O mais interessante era que o mais novo sempre escolhia o Afeganistão, seleção que não estava na Copa, e que, assim como ele, mal sabia o que era a bola, senão, a extensão do corpo de algum inimigo. E foi diante dessa escolha que conheci o que era a famosa zebra, pois por mais que esforçássemos ou tivéssemos agilidade suprema para driblar os buracos, o pouco de grama, a caixa d’água, os mais habilidosos e a própria bola ovalada, quase sempre essa sobrava para o Afeganistão, que numa hipotética probabilidade nula acertava a bola e o gol.

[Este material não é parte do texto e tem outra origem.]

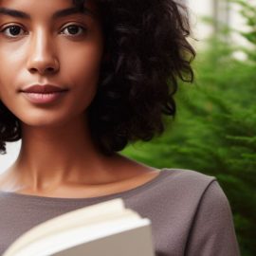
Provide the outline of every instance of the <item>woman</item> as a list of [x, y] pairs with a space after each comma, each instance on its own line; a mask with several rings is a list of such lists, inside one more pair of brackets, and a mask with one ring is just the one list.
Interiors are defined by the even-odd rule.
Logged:
[[[152, 220], [156, 255], [239, 254], [214, 177], [121, 156], [163, 131], [192, 81], [185, 9], [173, 0], [1, 0], [0, 252], [46, 219], [116, 197]], [[187, 79], [186, 79], [187, 78]]]

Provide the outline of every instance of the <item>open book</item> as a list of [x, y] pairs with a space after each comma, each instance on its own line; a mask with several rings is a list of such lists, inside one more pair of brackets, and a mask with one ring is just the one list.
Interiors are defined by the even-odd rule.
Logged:
[[154, 256], [151, 224], [121, 199], [79, 209], [42, 223], [3, 256]]

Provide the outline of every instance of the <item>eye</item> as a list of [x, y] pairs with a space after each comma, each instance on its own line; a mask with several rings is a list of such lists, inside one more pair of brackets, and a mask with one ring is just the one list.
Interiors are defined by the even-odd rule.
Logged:
[[4, 29], [2, 29], [0, 32], [5, 34], [7, 37], [15, 38], [19, 35], [22, 35], [21, 32], [24, 33], [25, 30], [20, 26], [11, 25], [4, 27]]
[[83, 34], [85, 30], [85, 27], [81, 26], [69, 25], [62, 30], [62, 34], [66, 34], [67, 36], [78, 36]]

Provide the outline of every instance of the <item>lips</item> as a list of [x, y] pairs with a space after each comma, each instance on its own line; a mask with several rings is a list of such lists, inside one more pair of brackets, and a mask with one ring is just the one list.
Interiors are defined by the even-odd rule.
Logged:
[[45, 85], [35, 84], [28, 86], [25, 89], [22, 89], [21, 91], [25, 93], [48, 94], [55, 92], [64, 92], [67, 91], [67, 89], [52, 84], [45, 84]]
[[51, 84], [35, 84], [24, 88], [21, 93], [34, 104], [48, 104], [58, 102], [64, 98], [68, 90], [60, 86]]

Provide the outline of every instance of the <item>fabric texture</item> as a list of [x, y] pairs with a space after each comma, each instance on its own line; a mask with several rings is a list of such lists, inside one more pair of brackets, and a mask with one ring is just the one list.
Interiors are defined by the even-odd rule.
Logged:
[[163, 169], [155, 179], [136, 189], [100, 197], [0, 192], [0, 255], [35, 225], [117, 197], [152, 221], [156, 256], [240, 255], [229, 203], [216, 178], [179, 169]]

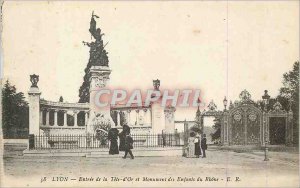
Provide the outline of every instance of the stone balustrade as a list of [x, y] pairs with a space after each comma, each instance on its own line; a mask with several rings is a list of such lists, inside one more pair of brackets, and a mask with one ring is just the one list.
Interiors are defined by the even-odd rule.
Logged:
[[40, 100], [41, 129], [86, 129], [89, 103]]

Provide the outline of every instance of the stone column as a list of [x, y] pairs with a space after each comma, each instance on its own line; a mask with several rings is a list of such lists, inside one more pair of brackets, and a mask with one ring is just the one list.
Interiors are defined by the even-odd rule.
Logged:
[[121, 120], [121, 111], [116, 111], [117, 112], [117, 127], [120, 127], [121, 126], [121, 123], [120, 123], [120, 120]]
[[54, 124], [53, 124], [53, 126], [54, 127], [57, 127], [58, 125], [57, 125], [57, 112], [58, 112], [58, 110], [57, 109], [55, 109], [54, 110]]
[[78, 111], [74, 111], [74, 114], [73, 114], [73, 117], [74, 117], [74, 127], [78, 127], [78, 124], [77, 124], [77, 113]]
[[127, 125], [128, 126], [131, 125], [130, 112], [131, 112], [131, 110], [127, 110]]
[[63, 126], [68, 126], [68, 124], [67, 124], [67, 110], [64, 110], [63, 112], [64, 112], [64, 124], [63, 124]]
[[84, 125], [86, 126], [87, 124], [88, 124], [88, 122], [89, 122], [89, 120], [88, 120], [88, 113], [89, 112], [84, 112]]
[[[36, 85], [36, 84], [35, 84]], [[40, 134], [40, 95], [39, 88], [34, 84], [28, 91], [28, 105], [29, 105], [29, 134]]]
[[294, 127], [293, 127], [293, 112], [292, 112], [292, 110], [290, 110], [289, 112], [288, 112], [288, 117], [287, 117], [287, 119], [288, 119], [288, 124], [287, 124], [287, 126], [288, 126], [288, 140], [287, 140], [287, 144], [288, 144], [288, 146], [292, 146], [293, 145], [293, 140], [294, 140], [294, 133], [293, 133], [293, 129], [294, 129]]
[[46, 126], [50, 125], [50, 122], [49, 122], [49, 112], [50, 112], [50, 109], [46, 109]]
[[139, 117], [140, 110], [135, 110], [135, 112], [136, 112], [136, 125], [140, 126], [140, 117]]
[[149, 125], [149, 123], [148, 123], [148, 109], [147, 108], [145, 108], [144, 110], [144, 122], [143, 122], [143, 125], [144, 126], [148, 126]]
[[[114, 121], [110, 116], [110, 104], [107, 98], [107, 93], [102, 95], [101, 101], [99, 101], [99, 94], [101, 91], [104, 91], [105, 87], [107, 87], [108, 82], [110, 80], [109, 76], [111, 70], [108, 66], [92, 66], [89, 70], [91, 75], [90, 77], [90, 117], [87, 125], [87, 132], [94, 133], [93, 130], [93, 119], [97, 114], [101, 114], [104, 116], [106, 120], [108, 120], [112, 127], [115, 127]], [[106, 96], [106, 97], [105, 97]], [[101, 102], [101, 103], [100, 103]], [[101, 104], [106, 103], [103, 106]]]
[[40, 117], [39, 117], [40, 118], [40, 126], [43, 125], [43, 110], [44, 109], [41, 109], [41, 111], [40, 111]]

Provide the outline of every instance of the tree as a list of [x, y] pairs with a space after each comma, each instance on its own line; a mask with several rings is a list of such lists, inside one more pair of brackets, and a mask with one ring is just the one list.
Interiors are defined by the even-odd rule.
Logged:
[[[283, 86], [277, 100], [285, 110], [291, 108], [293, 112], [294, 140], [298, 144], [299, 135], [299, 61], [293, 65], [293, 69], [283, 74]], [[291, 105], [291, 106], [290, 106]]]
[[215, 117], [213, 129], [215, 130], [214, 133], [211, 134], [212, 141], [220, 141], [221, 138], [221, 119], [220, 117]]
[[24, 94], [7, 80], [2, 88], [2, 130], [4, 138], [27, 138], [29, 108]]
[[104, 49], [105, 45], [103, 45], [102, 36], [104, 35], [101, 33], [100, 28], [96, 28], [96, 20], [98, 18], [97, 15], [92, 14], [91, 22], [90, 22], [90, 33], [94, 37], [95, 41], [93, 42], [83, 42], [84, 45], [90, 47], [90, 57], [89, 62], [84, 69], [85, 75], [83, 77], [83, 83], [79, 88], [79, 102], [85, 103], [90, 101], [90, 78], [91, 75], [89, 74], [90, 68], [92, 66], [106, 66], [108, 67], [108, 56], [107, 52]]

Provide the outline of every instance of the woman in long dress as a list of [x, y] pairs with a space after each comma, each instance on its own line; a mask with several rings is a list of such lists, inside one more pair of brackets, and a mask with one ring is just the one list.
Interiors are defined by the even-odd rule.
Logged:
[[188, 139], [188, 152], [187, 152], [188, 158], [195, 157], [195, 144], [194, 144], [195, 137], [194, 136], [195, 136], [195, 133], [191, 132], [190, 137]]
[[118, 134], [119, 134], [119, 130], [116, 128], [111, 128], [108, 131], [108, 140], [110, 140], [110, 146], [109, 146], [110, 155], [119, 154]]

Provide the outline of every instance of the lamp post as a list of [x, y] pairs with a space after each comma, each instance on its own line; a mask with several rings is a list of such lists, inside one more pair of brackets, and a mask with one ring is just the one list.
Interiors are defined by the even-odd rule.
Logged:
[[227, 107], [227, 99], [226, 99], [226, 96], [224, 97], [224, 100], [223, 100], [223, 105], [224, 105], [224, 110], [226, 111], [226, 107]]
[[[266, 113], [268, 111], [268, 104], [269, 104], [269, 99], [270, 99], [270, 95], [268, 95], [268, 90], [265, 90], [265, 94], [262, 96], [262, 99], [264, 101], [264, 113]], [[269, 149], [268, 149], [268, 134], [267, 134], [267, 130], [265, 131], [265, 159], [264, 161], [269, 161]]]

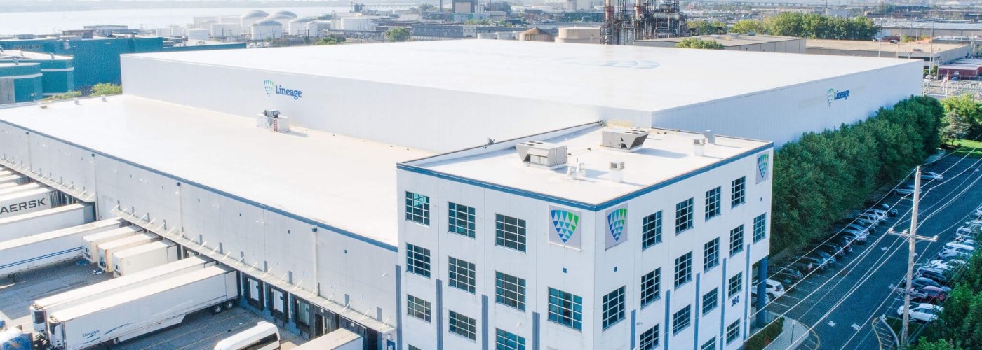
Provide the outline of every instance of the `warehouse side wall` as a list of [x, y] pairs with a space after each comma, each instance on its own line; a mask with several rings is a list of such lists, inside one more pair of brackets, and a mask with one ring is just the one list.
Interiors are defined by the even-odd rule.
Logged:
[[652, 113], [651, 125], [683, 130], [712, 129], [718, 134], [774, 141], [780, 147], [804, 132], [855, 123], [881, 107], [889, 108], [920, 94], [921, 63], [911, 61], [777, 90], [656, 111]]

Na Copa de 1986 houve duas zebras: a estreante Dinamarca, que se previa como a mais fraca num grupo, que tinha as bicampeãs Alemanha, Uruguai, e a tradicional Escócia, fez encantar com seu jogo total e sair como líder na primeira fase desse, que pela primeira vez obteve a alcunha de Grupo da Morte; e Marrocos, que estava num grupo com a campeã Inglaterra, a Polônia, e Portugal, país esse que perdeu por 3 x 1 o último jogo da primeira fase para os marroquinos, deixando os adversários como líder do grupo e a primeira seleção africana a passar de fase numa Copa do Mundo.

Numa época de futebol arcaico, com campos ruins, violência mundo afora, e quase sem intercâmbio, poderíamos chamar de Zebras essas seleções menos tradicionais, que foram derrotadas nas oitavas de final por Espanha e Alemanha, respectivamente. As Copas seguintes reverenciaram outras, como Camarões em 90, a Coréia do Sul em 2002, muito ajudada pela má arbitragem descarada, e a Costa Rica em 2014.

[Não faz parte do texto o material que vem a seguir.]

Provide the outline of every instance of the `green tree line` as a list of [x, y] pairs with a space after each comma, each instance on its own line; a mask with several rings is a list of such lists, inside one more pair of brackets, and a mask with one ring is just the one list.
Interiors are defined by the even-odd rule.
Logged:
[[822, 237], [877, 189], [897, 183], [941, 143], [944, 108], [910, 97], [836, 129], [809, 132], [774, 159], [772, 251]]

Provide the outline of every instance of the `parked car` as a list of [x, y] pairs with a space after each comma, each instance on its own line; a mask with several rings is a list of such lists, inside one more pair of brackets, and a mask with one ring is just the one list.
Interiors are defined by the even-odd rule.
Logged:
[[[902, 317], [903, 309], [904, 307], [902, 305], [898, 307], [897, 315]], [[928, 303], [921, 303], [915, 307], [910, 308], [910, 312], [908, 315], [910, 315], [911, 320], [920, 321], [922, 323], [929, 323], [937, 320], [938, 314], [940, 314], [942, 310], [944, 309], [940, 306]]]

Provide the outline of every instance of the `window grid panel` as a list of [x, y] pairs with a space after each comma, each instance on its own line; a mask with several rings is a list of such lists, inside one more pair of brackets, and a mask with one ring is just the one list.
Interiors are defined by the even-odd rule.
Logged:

Contudo, nesse futebol atual, moderno no tratamento fisiológico, tático e técnico, extremamente profissional, e com os principais Treinadores expostos em clubes, em vez das seleções, tendo um intercâmbio globalizado e constante, chamar de zebra o que Marrocos fez em 2022, por exemplo, não atenta para o fato de que situações assim serão mais visíveis, e porque não, normais. A Itália não foi à Copa por uma derrota para a Macedônia do Norte, cujos jogadores jogam nas principais ligas, e da mesma forma, a Alemanha ficou na primeira fase da Copa, jogando um futebol competitivo, mas sem segurar 2 chutes isolados do Japão, cujos principais jogadores estão exatamente na Bundesliga, o principal campeonato alemão.

Por isso, a história de que tem bobo no futebol já reporta ao passado, numa época romântica em que se brincava num péssimo campo entre pedras, grama, carros e uma caixa d’água, em um futebol pouco profissional cujas identidades estavam apenas atreladas às escolas tradicionais e seus campeonatos fechados aos próprios países.

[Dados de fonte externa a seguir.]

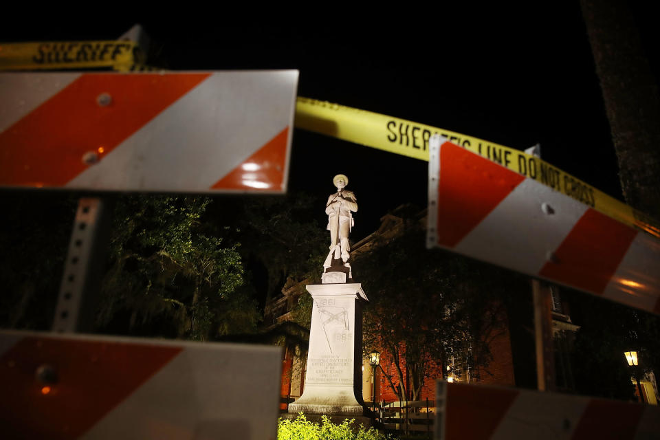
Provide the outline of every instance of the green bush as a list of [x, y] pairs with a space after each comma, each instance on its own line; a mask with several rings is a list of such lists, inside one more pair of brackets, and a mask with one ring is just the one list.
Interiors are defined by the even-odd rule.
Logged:
[[325, 415], [321, 416], [321, 420], [320, 425], [313, 423], [302, 412], [293, 421], [280, 419], [277, 423], [277, 440], [390, 440], [392, 438], [373, 428], [365, 430], [362, 425], [355, 431], [351, 426], [355, 419], [346, 419], [340, 425], [333, 424]]

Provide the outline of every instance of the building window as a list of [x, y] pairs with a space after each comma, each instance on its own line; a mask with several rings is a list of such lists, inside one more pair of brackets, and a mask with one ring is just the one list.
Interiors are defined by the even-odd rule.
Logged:
[[550, 286], [550, 296], [552, 298], [552, 311], [558, 314], [563, 314], [562, 298], [559, 296], [559, 289], [554, 286]]

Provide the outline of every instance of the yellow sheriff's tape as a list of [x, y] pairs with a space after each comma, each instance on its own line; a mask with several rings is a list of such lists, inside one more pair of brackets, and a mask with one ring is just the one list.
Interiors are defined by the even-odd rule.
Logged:
[[428, 140], [438, 133], [624, 224], [660, 237], [660, 226], [654, 219], [545, 161], [515, 148], [444, 129], [302, 97], [296, 102], [296, 126], [426, 161], [428, 160]]
[[124, 66], [140, 60], [135, 59], [137, 50], [133, 41], [0, 43], [0, 70], [129, 69]]

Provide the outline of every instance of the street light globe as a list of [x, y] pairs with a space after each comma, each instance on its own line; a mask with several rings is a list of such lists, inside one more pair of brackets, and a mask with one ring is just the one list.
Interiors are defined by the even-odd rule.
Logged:
[[628, 361], [628, 365], [632, 366], [637, 364], [637, 351], [626, 351], [624, 354], [626, 355], [626, 360]]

Nessa época, o principal campeonato nacional, o italiano, podia ter em cada time apenas 3 estrangeiros, hoje, um time da Premier League pode ter uma verdadeira seleção mundial e não contar com um único inglês. Assim, acho muito difícil que apareça algum Afeganistão com jogadores talibãs semiprofissionais a espantar o mundo numa Copa, e essa sim, seria uma verdadeira zebra.

A propósito, nunca mais tive contato com o irmão mais novo, Zebra daquele nosso futebol. Quem sabe esse era o grande segredo envolvido naquela “pelada”, e de repente, na próxima, ele apareça como técnico do seu país escolhido, desmentindo o desmentido.